This project provides a pipeline to build rainfall forecast models. The pipeline can be configured with different meteorological data sources.
In the root directory of this repository, type the following command (you must have conda installed in your system):
./setup.sh
The project pipeline is defined as a sequence of three steps: (1) data retrieving, (2) data pre-processing and (3) model training. These steps are implemented as Python scripts in the ./src
directory.
All datasets retrieved and/or generated by the scripts will be stored in the ./data
folder.
- retrieve_ws_cor.py: This script retrieves observation from a user-provided weather station.
- retrieve_ws_inmet.py: This script retrieves observations for from a user-provided weather station.
- retrieve_as.py: this script retrieves atmospheric sounding data.
- retrieve_ERA5.py: this script retrieves numerical simulation data from the ERA5 portal.
This script will generate atmospheric instability indices for the data retrieveed by the script retrieve_as.py. Data from the SBGL sounding (located at the Galeão Airport, Rio de Janeiro - Brazil) will be used to calculate atmospheric instability indices, generating a new dataset. This new dataset contains one entry per sounding probe. SBGL sounding station produces two probes per day (at 00:00h and 12:00h UTC). Each entry in the produced contains the values of the computed instability indices for one probe. The following instability indices are computed:
- CAPE
- CIN
- Lift
- k
- Total totals
- Show alter
The preprocessing scripts are responsible for performing several operations on the original dataset, such as creating variables or aggregating data, which can be interesting for model training and its final result.

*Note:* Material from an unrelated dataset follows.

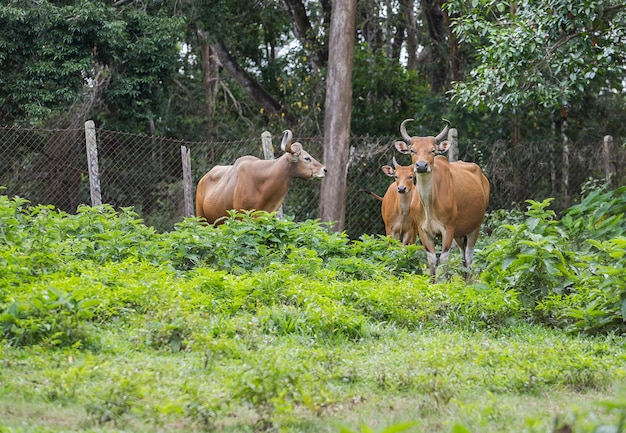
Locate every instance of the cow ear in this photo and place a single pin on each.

These scripts will build the train, validation and test dataset from the times series produced in the previous steps. These are the datasets to be given as input to the model training step.
The model generation script is responsible for performing the training and exporting the results obtained by the model after testing.
There are several Jupyter Notebooks in the notebooks directory. They were used for initial experiments and explorarory data analisys. These notebooks are not guaranteed to run 100% correctly due to the subsequent code refactor.